Apache Kafka is a distributed streaming platform that aims to solve the problems of data integration, real-time data processing, and event-driven architectures. It provides fault tolerance, scalability, and durability in handling large-scale, real-time data streams.

## Answer 13

### Producing and Consuming Data in Kafka:

#### For Python, you can use the confluent_kafka library.

In [None]:
from confluent_kafka import Producer, Consumer, KafkaError

# Produce data to a Kafka topic
producer = Producer({'bootstrap.servers': 'your_kafka_broker'})

def delivery_report(err, msg):
    if err is not None:
        print('Message delivery failed: {}'.format(err))
    else:
        print('Message delivered to {} [{}]'.format(msg.topic(), msg.partition()))
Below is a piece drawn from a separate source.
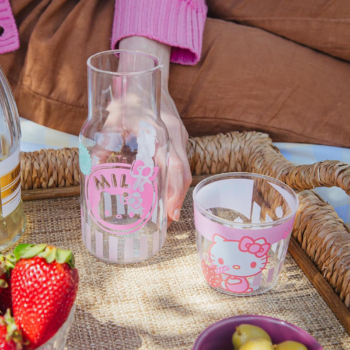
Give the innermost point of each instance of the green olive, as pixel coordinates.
(257, 344)
(245, 332)
(290, 345)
producer.produce('your_kafka_topic', key='key', value='value', callback=delivery_report)

# Consume data from a Kafka topic
consumer = Consumer({
    'bootstrap.servers': 'your_kafka_broker',
    'group.id': 'your_consumer_group',
    'auto.offset.reset': 'earliest'
})

consumer.subscribe(['your_kafka_topic'])

while True:
    msg = consumer.poll(1.0)

    if msg is None:
        continue
    if msg.error():
        if msg.error().code() == KafkaError._PARTITION_EOF:
            continue
        else:
            print(msg.error())
            break

    print('Received message: {}'.format(msg.value().decode('utf-8')))

## Answer 14

### Data Retention and Partitioning in Kafka:

Data Retention: Configured by setting the log.retention.hours property. It determines how long Kafka retains messages.
Data Partitioning: Allows parallel processing and scalability. Topics can be partitioned, and each partition is processed independently.


## Answer 15

### Real-World Use Cases of Apache Kafka:

Log Aggregation: Centralized log collection for distributed systems.
Data Integration: Connecting various data sources and sinks.
Event Sourcing: Capturing and storing events as a source of truth.
Stream Processing: Real-time analytics and monitoring.
Messaging System: Reliable, scalable communication between microservices.
Kafka is preferred for its durability, scalability, and ability to handle high-throughput, fault-tolerant data streams.